Materials Project of Berkeley Lab Uses Datadog Cloud Monitoring to Simplify Observability on AWS
Executive Summary
The Materials Project at Lawrence Berkeley National Laboratory (Berkeley Lab) migrated its web and API infrastructure to AWS and improved monitoring by using solutions from AWS Public Sector Partner Datadog. The project calculates fundamental material properties to help scientists design and synthesize materials for their applications. It wanted to have more insight into usage while scaling rapidly to meet user needs. The organization used cloud monitoring tools from Datadog to track the usage of its AWS services, including Amazon VPC and AWS Fargate, and fine-tune its offering.
Gaining Insight into Compute-Intensive Operations at Scale
The Materials Project, a research initiative at Berkeley Lab supported by the US Department of Energy, wanted to make its materials research more accessible to a continually growing number of users by updating its monolithic website. Founded in 2011, the Materials Project calculates fundamental material properties and develops a host of open-source workflow and analysis software to accelerate materials design. The Materials Project data and its tools are helping researchers in industry, education, and government labs by functioning as a springboard for their research. The project’s computations drastically reduce the time for researchers to invent new materials, saving months or even years of painstaking work.
The Materials Project is a compute-intensive effort, and as it scaled to meet US and global demand, its on-premises, monolithic stack strained to power both user and internal needs. The project also lacked insight into service usage and faults. Because the Materials Project is publicly funded, it needed an affordable solution to go along with the modernization of all aspects of its infrastructure stack for a microservice architecture. The organization turned to AWS Public Sector Partner Datadog to implement a cost-optimized observability solution at scale. The Materials Project can now support 99.98 percent uptime for more than 300,000 users.

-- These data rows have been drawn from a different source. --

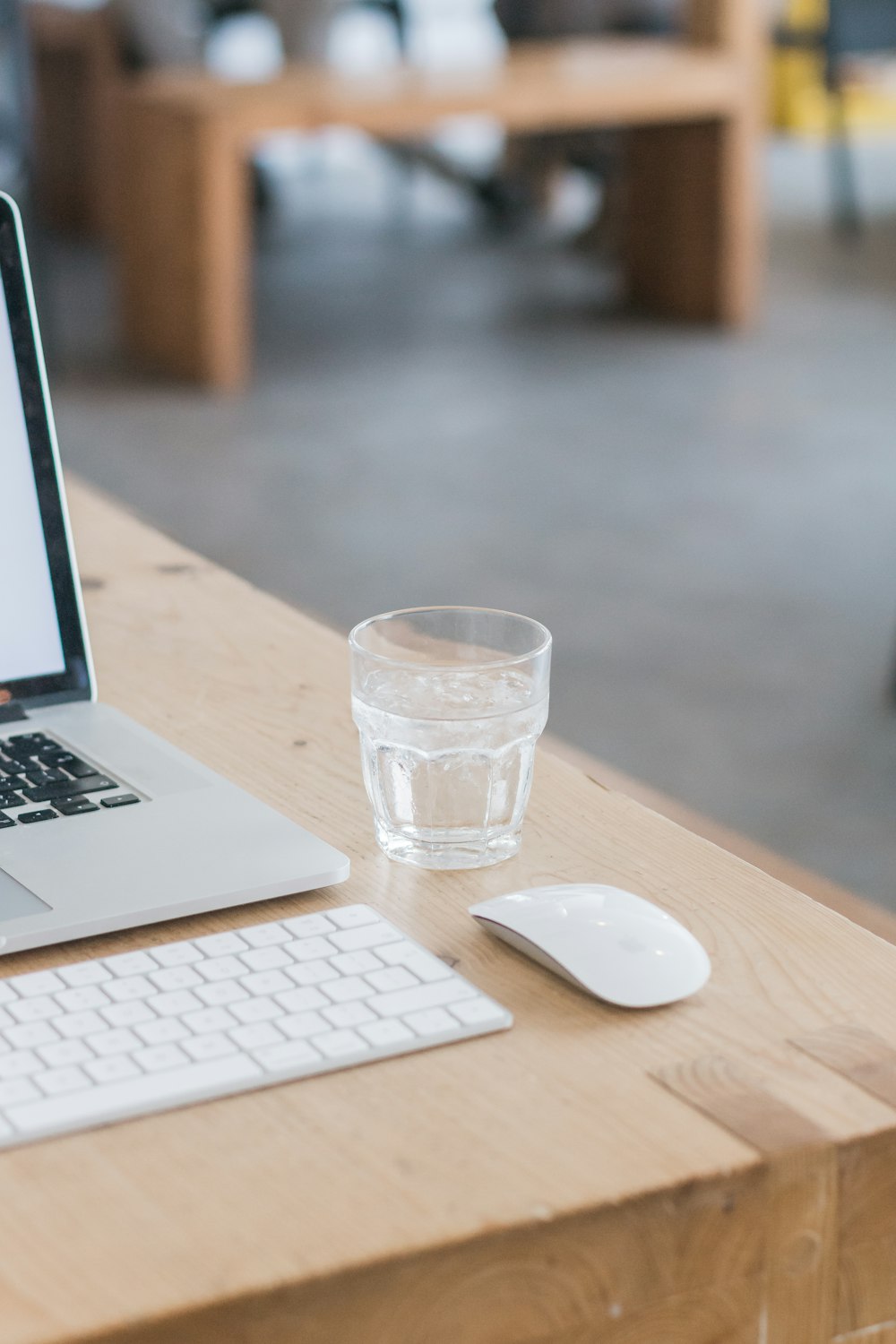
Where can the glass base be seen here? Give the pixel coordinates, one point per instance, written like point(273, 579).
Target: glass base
point(449, 852)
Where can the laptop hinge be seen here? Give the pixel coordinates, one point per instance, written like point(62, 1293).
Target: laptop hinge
point(13, 712)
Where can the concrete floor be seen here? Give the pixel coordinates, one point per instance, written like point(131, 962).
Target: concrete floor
point(707, 523)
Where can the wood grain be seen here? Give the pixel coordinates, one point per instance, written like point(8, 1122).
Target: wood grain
point(737, 1098)
point(538, 1142)
point(866, 913)
point(802, 1247)
point(857, 1054)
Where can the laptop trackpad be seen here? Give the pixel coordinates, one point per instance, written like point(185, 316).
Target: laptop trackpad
point(16, 900)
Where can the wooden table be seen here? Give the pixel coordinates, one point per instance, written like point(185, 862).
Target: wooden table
point(681, 1176)
point(694, 238)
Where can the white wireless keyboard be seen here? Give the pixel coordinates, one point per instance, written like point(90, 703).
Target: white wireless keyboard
point(187, 1021)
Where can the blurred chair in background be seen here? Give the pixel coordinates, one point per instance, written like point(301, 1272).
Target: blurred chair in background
point(855, 30)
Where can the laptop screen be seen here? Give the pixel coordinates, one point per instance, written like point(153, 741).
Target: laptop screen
point(31, 642)
point(42, 645)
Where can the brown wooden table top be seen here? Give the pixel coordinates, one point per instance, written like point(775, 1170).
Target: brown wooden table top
point(473, 1177)
point(552, 85)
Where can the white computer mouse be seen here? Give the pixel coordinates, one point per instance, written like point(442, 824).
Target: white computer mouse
point(607, 941)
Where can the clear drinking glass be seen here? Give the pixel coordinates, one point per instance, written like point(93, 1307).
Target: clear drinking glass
point(449, 702)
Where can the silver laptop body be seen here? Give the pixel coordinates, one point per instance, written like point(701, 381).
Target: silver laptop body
point(102, 824)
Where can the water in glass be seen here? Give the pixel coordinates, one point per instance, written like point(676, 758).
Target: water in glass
point(447, 760)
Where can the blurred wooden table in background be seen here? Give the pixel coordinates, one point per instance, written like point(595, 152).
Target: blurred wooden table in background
point(168, 175)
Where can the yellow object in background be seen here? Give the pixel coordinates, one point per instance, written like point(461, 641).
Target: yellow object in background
point(799, 101)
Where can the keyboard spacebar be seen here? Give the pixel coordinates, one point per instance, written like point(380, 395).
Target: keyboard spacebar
point(152, 1091)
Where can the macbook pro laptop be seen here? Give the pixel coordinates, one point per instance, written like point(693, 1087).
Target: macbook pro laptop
point(102, 824)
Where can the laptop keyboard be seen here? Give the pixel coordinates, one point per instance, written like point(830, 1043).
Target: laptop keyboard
point(183, 1021)
point(40, 780)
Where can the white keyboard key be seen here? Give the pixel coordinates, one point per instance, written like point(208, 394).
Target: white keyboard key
point(392, 978)
point(134, 986)
point(214, 1046)
point(266, 959)
point(311, 949)
point(432, 1021)
point(177, 1003)
point(257, 1010)
point(34, 1010)
point(128, 1013)
point(368, 935)
point(177, 954)
point(37, 983)
point(474, 1011)
point(220, 992)
point(121, 1040)
point(308, 926)
point(56, 1081)
point(266, 935)
point(303, 1000)
point(19, 1064)
point(112, 1069)
point(161, 1031)
point(397, 953)
point(81, 973)
point(425, 996)
point(220, 968)
point(387, 1031)
point(266, 983)
point(343, 991)
point(427, 968)
point(292, 1054)
point(61, 1054)
point(134, 1096)
point(300, 1024)
point(352, 917)
point(210, 1019)
point(220, 943)
point(153, 1059)
point(257, 1034)
point(203, 1018)
point(80, 1024)
point(340, 1045)
point(85, 996)
point(16, 1090)
point(30, 1034)
point(355, 962)
point(312, 973)
point(177, 978)
point(131, 964)
point(349, 1015)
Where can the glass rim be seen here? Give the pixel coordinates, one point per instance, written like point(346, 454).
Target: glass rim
point(509, 660)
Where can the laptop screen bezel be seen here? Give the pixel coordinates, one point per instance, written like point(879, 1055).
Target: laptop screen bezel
point(75, 680)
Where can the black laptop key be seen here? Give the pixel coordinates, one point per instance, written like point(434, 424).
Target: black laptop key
point(39, 777)
point(90, 784)
point(18, 752)
point(74, 765)
point(74, 806)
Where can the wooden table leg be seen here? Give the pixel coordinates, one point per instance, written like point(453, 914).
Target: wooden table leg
point(185, 246)
point(694, 245)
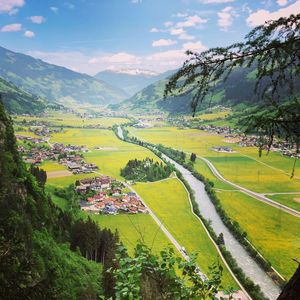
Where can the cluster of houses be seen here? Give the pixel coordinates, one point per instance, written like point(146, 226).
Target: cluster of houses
point(31, 139)
point(221, 130)
point(107, 197)
point(223, 149)
point(142, 124)
point(76, 164)
point(66, 155)
point(43, 131)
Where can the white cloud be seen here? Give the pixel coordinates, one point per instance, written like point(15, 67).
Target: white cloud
point(122, 58)
point(185, 36)
point(260, 16)
point(180, 15)
point(54, 9)
point(177, 31)
point(69, 5)
point(215, 1)
point(10, 6)
point(163, 43)
point(282, 2)
point(168, 24)
point(191, 21)
point(226, 16)
point(29, 34)
point(37, 19)
point(154, 29)
point(11, 27)
point(197, 46)
point(92, 63)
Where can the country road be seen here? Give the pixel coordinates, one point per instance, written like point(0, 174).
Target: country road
point(163, 228)
point(255, 195)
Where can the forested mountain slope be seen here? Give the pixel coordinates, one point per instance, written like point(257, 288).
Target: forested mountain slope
point(35, 236)
point(19, 101)
point(131, 81)
point(55, 83)
point(238, 89)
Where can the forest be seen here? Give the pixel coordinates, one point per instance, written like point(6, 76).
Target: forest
point(146, 170)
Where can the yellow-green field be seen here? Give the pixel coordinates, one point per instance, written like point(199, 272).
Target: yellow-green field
point(273, 232)
point(134, 228)
point(168, 199)
point(131, 228)
point(266, 175)
point(114, 154)
point(68, 119)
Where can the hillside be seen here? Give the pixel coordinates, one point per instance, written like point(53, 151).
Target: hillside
point(237, 91)
point(55, 83)
point(18, 101)
point(150, 100)
point(36, 261)
point(131, 80)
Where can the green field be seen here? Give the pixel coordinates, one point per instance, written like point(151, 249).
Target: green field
point(273, 232)
point(131, 228)
point(292, 200)
point(168, 199)
point(265, 175)
point(114, 154)
point(67, 119)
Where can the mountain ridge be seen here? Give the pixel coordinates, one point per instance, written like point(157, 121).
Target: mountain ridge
point(53, 82)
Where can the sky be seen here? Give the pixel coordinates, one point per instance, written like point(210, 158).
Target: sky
point(89, 36)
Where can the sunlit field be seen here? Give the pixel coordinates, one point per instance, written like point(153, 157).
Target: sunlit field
point(169, 201)
point(273, 232)
point(68, 119)
point(131, 228)
point(267, 174)
point(113, 154)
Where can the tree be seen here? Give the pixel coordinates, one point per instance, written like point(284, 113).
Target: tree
point(273, 49)
point(193, 157)
point(149, 276)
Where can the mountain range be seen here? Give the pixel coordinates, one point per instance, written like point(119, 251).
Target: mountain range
point(131, 80)
point(55, 83)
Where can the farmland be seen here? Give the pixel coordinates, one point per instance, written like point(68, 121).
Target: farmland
point(169, 201)
point(277, 230)
point(69, 119)
point(243, 167)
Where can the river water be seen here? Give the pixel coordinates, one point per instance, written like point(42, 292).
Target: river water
point(244, 260)
point(208, 211)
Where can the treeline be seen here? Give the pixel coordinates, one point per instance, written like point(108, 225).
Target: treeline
point(37, 238)
point(146, 170)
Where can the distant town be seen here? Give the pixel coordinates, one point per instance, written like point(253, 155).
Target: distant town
point(103, 195)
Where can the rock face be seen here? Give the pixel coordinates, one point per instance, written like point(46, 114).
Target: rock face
point(292, 290)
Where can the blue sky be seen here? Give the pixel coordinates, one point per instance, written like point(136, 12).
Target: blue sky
point(92, 35)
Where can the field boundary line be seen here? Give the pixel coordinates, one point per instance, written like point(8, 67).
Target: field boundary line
point(214, 243)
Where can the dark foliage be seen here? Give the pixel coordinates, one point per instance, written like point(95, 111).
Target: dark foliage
point(273, 49)
point(146, 170)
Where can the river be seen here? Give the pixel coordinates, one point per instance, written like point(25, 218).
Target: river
point(207, 209)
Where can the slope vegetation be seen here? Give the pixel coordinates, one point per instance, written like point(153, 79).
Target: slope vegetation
point(53, 82)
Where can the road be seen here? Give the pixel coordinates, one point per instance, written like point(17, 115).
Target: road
point(257, 196)
point(163, 228)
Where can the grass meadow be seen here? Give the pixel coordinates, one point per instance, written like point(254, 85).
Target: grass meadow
point(267, 174)
point(273, 232)
point(168, 199)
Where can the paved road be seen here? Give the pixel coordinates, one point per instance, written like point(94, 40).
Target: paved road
point(257, 196)
point(164, 229)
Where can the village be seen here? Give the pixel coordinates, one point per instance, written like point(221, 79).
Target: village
point(103, 195)
point(67, 155)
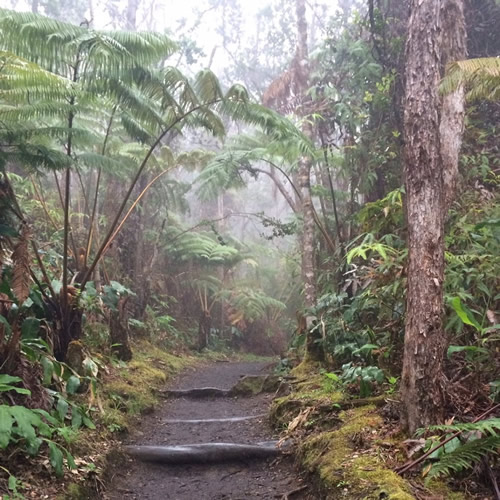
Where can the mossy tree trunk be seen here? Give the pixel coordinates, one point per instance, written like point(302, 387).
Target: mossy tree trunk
point(119, 331)
point(314, 347)
point(421, 390)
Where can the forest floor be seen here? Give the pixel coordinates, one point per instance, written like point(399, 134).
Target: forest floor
point(259, 478)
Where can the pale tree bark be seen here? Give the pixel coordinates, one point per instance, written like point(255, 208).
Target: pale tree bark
point(453, 107)
point(421, 387)
point(314, 349)
point(132, 6)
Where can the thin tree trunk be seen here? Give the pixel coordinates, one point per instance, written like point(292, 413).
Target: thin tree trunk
point(314, 348)
point(421, 389)
point(453, 107)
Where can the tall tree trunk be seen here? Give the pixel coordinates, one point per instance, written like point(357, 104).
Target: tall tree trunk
point(421, 389)
point(453, 108)
point(314, 348)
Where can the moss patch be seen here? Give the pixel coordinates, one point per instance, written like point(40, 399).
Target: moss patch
point(126, 390)
point(345, 471)
point(343, 442)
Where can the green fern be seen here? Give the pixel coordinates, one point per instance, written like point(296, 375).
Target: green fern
point(465, 456)
point(490, 426)
point(481, 76)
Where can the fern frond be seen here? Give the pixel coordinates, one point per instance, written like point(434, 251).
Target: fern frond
point(489, 426)
point(465, 456)
point(481, 76)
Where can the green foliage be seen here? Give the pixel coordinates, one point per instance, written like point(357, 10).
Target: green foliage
point(465, 456)
point(481, 76)
point(365, 376)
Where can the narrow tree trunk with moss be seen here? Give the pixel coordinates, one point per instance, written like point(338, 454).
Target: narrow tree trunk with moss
point(314, 348)
point(453, 107)
point(421, 388)
point(119, 331)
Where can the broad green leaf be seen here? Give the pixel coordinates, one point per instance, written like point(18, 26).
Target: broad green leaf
point(12, 484)
point(48, 370)
point(76, 418)
point(452, 349)
point(19, 390)
point(90, 367)
point(62, 408)
point(56, 458)
point(9, 379)
point(466, 317)
point(26, 421)
point(5, 323)
point(73, 384)
point(6, 422)
point(30, 328)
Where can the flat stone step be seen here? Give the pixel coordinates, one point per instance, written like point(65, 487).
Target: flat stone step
point(204, 453)
point(213, 420)
point(198, 392)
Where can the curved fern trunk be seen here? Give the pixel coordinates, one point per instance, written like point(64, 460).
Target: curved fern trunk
point(204, 326)
point(453, 107)
point(421, 389)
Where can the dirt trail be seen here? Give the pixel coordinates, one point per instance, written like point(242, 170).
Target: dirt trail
point(242, 480)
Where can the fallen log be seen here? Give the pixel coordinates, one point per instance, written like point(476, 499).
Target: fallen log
point(204, 453)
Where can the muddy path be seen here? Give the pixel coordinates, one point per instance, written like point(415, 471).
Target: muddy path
point(236, 480)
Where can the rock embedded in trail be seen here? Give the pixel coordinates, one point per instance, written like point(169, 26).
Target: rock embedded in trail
point(248, 385)
point(204, 453)
point(237, 420)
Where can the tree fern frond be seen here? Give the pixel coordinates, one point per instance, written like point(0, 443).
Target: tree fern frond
point(489, 426)
point(481, 76)
point(207, 87)
point(38, 157)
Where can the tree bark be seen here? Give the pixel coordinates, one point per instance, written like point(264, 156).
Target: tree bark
point(421, 389)
point(131, 21)
point(453, 107)
point(119, 331)
point(314, 348)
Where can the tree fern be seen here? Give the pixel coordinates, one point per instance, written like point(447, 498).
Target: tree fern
point(465, 456)
point(488, 426)
point(481, 76)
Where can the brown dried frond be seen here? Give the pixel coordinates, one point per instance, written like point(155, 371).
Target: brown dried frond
point(21, 266)
point(285, 93)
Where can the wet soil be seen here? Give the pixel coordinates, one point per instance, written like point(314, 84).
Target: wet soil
point(238, 480)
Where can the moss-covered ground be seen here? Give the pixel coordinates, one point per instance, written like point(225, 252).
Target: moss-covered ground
point(344, 443)
point(125, 392)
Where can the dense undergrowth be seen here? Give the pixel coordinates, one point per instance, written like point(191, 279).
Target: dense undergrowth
point(350, 446)
point(111, 403)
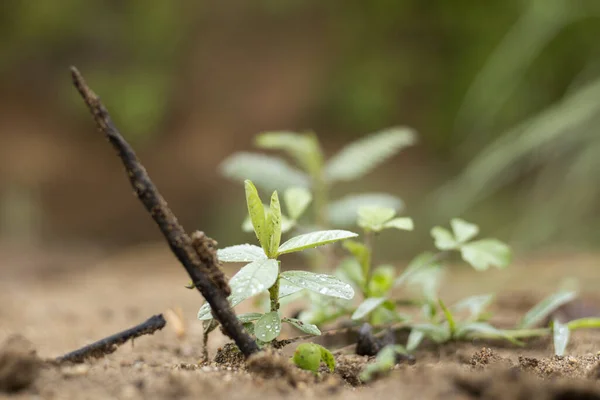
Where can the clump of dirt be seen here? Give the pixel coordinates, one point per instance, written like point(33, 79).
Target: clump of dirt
point(269, 364)
point(19, 364)
point(486, 357)
point(229, 356)
point(552, 367)
point(349, 367)
point(516, 384)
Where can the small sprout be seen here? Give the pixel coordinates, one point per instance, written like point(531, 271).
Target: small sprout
point(480, 254)
point(560, 334)
point(308, 356)
point(263, 272)
point(297, 199)
point(544, 308)
point(376, 219)
point(385, 361)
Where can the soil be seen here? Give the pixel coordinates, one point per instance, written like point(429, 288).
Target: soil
point(50, 311)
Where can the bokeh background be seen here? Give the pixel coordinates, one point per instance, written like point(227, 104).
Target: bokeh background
point(504, 94)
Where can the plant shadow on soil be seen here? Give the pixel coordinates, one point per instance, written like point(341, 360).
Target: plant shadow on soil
point(63, 311)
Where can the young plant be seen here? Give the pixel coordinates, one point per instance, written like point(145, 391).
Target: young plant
point(384, 362)
point(318, 176)
point(263, 271)
point(373, 283)
point(425, 272)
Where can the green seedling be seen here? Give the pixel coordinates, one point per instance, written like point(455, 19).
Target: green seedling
point(316, 175)
point(262, 273)
point(308, 356)
point(384, 362)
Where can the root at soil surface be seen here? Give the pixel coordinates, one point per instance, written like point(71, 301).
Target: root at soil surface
point(19, 364)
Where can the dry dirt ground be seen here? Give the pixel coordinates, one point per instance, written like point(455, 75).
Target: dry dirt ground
point(60, 300)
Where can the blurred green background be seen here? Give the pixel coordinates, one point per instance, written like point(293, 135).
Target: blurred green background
point(505, 96)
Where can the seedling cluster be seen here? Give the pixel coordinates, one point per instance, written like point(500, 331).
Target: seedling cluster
point(373, 213)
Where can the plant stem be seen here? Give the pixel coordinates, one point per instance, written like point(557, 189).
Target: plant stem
point(368, 270)
point(321, 198)
point(274, 295)
point(198, 257)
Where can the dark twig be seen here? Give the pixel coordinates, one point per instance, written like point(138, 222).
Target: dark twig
point(109, 344)
point(198, 256)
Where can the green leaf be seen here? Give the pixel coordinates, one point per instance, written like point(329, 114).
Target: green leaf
point(287, 289)
point(544, 308)
point(437, 333)
point(249, 327)
point(304, 148)
point(256, 211)
point(414, 340)
point(325, 285)
point(314, 239)
point(249, 317)
point(286, 223)
point(584, 323)
point(449, 317)
point(241, 253)
point(403, 224)
point(303, 326)
point(428, 280)
point(444, 240)
point(343, 212)
point(423, 260)
point(560, 334)
point(327, 358)
point(463, 230)
point(350, 270)
point(484, 253)
point(308, 357)
point(250, 280)
point(269, 173)
point(372, 218)
point(367, 306)
point(297, 200)
point(274, 226)
point(362, 156)
point(268, 326)
point(382, 280)
point(475, 304)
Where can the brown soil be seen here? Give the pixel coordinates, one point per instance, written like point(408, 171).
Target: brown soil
point(92, 296)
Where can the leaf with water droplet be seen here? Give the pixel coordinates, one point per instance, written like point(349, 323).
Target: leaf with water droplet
point(268, 326)
point(252, 279)
point(303, 326)
point(314, 239)
point(241, 253)
point(319, 283)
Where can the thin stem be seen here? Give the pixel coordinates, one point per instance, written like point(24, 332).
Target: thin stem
point(368, 267)
point(274, 295)
point(109, 344)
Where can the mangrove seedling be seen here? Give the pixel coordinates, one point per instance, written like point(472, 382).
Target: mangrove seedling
point(263, 271)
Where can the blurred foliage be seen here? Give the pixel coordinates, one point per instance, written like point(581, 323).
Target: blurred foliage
point(130, 49)
point(510, 84)
point(531, 118)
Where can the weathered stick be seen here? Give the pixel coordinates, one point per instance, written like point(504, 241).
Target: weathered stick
point(198, 256)
point(109, 344)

Right now, we’re serving up to 5 TB of data on AWS every month, and our users are satisfied with the reliability that we offer them.”
Dr. Patrick Huck
Senior Computer Systems Engineer, Materials Project of Berkeley Lab
Searching for a Modern Solution
The Materials Project has become a trusted resource for scientists who rely on its data to speed up research and time to market. The project’s research has been cited over 19,000 times, and batteries developed using research from the Materials Project are now sold in supermarkets around the world. However, the project’s on-premises infrastructure was built for high-performance computing, not for availability. To introduce microservices and enhance the reliability of its website, portals, and APIs, the organization migrated the entire Materials Project website to Amazon Web Services (AWS) and redesigned the infrastructure from scratch. As an additional design goal, the project wanted to make open collaboration with other scientists and researchers possible. “We didn’t want all the web development to come from our end—we wanted to open it up so that scientists that have Python experience can write app interfaces and improve the Materials Project too,” says Dr. Patrick Huck, senior computer systems engineer for the Materials Project at Berkeley Lab. “That required a fundamental change in our approach to designing and delivering website infrastructure.”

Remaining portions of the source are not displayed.